Aber klar: wer tatsächlich die lebensbedrohende Gefahr sucht, der kommt beim physischen Extrem-Exkurs sehr viel schneller und mehr auf seine Kosten. Da sind solche Beziehungs-Kisten vielleicht doch etwas geschmeidiger. Obwohl ... das Leben versauen kann man sich hier auch ganz schnell, wenn man nicht aufpasst. Da hat dann der Herr Guetta vielleicht doch nicht ganz unrecht.

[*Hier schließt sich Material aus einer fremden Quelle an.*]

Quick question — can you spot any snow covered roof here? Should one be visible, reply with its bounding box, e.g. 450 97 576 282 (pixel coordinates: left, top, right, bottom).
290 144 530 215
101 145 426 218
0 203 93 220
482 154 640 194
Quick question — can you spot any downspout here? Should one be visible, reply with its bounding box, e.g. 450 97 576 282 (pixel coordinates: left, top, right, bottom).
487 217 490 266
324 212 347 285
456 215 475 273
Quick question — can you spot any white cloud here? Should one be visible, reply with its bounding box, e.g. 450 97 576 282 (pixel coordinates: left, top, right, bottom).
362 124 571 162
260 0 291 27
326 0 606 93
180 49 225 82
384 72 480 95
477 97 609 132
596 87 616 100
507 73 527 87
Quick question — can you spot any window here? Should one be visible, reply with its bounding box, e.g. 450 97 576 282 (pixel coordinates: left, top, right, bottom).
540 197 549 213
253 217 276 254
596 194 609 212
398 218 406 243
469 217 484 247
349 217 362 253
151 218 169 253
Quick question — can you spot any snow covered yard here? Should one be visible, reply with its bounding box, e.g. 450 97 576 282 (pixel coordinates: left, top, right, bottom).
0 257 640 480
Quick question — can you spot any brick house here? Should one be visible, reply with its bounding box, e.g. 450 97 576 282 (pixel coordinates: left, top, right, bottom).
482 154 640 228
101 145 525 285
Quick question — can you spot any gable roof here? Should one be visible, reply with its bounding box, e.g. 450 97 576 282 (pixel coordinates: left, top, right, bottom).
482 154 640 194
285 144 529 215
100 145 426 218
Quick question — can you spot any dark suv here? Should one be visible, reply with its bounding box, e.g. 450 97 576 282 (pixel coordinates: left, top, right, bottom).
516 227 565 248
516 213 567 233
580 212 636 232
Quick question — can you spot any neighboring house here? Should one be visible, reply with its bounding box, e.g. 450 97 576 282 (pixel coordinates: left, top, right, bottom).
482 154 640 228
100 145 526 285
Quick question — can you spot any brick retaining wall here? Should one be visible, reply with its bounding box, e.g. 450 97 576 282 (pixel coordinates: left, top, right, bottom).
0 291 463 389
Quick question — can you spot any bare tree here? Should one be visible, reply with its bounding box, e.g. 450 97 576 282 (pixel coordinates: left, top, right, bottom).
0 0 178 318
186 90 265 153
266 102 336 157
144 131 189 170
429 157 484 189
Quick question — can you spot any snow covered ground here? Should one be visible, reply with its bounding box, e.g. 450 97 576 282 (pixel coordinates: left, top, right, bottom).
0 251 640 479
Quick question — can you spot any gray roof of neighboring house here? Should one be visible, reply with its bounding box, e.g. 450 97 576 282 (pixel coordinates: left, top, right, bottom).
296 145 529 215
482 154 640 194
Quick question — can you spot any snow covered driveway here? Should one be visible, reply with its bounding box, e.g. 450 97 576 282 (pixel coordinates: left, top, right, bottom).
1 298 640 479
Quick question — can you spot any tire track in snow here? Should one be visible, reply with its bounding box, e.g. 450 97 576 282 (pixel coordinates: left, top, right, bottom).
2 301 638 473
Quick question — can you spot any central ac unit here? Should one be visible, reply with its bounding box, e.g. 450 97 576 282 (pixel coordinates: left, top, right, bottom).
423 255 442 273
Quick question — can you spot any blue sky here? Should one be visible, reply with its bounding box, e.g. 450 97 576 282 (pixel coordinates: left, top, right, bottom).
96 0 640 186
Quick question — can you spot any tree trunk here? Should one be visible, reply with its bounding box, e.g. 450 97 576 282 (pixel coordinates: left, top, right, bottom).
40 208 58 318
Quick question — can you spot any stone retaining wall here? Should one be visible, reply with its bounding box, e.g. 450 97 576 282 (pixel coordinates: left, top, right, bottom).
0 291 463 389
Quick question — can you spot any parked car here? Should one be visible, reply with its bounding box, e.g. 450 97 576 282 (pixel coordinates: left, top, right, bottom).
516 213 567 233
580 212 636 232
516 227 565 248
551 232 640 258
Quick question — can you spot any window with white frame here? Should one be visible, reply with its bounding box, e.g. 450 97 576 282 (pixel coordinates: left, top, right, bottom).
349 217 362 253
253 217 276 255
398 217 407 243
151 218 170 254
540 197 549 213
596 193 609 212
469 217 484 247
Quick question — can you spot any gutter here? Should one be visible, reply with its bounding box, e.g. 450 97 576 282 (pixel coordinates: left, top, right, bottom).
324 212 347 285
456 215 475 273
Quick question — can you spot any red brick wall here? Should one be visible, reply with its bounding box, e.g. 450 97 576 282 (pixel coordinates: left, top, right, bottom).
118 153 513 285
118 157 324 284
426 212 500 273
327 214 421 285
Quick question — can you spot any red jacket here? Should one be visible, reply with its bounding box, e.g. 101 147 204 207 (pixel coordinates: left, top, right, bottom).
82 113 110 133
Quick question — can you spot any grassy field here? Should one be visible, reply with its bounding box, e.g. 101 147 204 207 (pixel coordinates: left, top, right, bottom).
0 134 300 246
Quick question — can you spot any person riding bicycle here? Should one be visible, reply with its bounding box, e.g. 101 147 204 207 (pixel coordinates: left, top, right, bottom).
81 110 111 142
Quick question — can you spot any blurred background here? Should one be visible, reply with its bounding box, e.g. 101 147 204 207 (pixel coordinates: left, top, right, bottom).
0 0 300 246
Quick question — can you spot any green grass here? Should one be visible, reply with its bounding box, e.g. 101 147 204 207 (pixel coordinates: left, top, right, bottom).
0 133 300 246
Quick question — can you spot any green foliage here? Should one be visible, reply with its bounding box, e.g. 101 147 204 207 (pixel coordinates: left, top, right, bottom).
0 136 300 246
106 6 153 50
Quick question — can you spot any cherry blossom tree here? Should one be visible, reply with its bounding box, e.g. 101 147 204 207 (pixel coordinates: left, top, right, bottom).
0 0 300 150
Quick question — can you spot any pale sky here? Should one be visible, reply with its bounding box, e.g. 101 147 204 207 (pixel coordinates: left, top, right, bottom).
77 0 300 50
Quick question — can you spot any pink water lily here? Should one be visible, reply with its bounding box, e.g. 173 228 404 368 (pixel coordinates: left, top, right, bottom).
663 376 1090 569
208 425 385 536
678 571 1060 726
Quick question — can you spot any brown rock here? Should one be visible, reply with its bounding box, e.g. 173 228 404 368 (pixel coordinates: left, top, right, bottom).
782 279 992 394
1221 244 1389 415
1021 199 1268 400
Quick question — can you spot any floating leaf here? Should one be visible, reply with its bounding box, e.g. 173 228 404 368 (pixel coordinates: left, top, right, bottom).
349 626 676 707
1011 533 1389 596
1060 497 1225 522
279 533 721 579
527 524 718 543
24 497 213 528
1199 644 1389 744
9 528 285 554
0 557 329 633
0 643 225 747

Ein bisschen weniger Eitelkeit und Selbstinszenierung würde ihm trotzdem besser stehen. Denn das ist dann wirklich der Unterschied zum Rennwagen: Menschen lassen sich nicht einfach so steuern und lenken. Da muss man nochmal andere Fähigkeiten wie Empathie und vielleicht auch ein bisschen Sensibilität, auf alle Fälle aber Interesse am Gegenüber haben, sonst geht's direkt zum Totalschaden. Und das kann man im Gegensatz zu allen möglichen technischen Fähigkeiten eben nicht in irgendeiner Ausbildung lernen.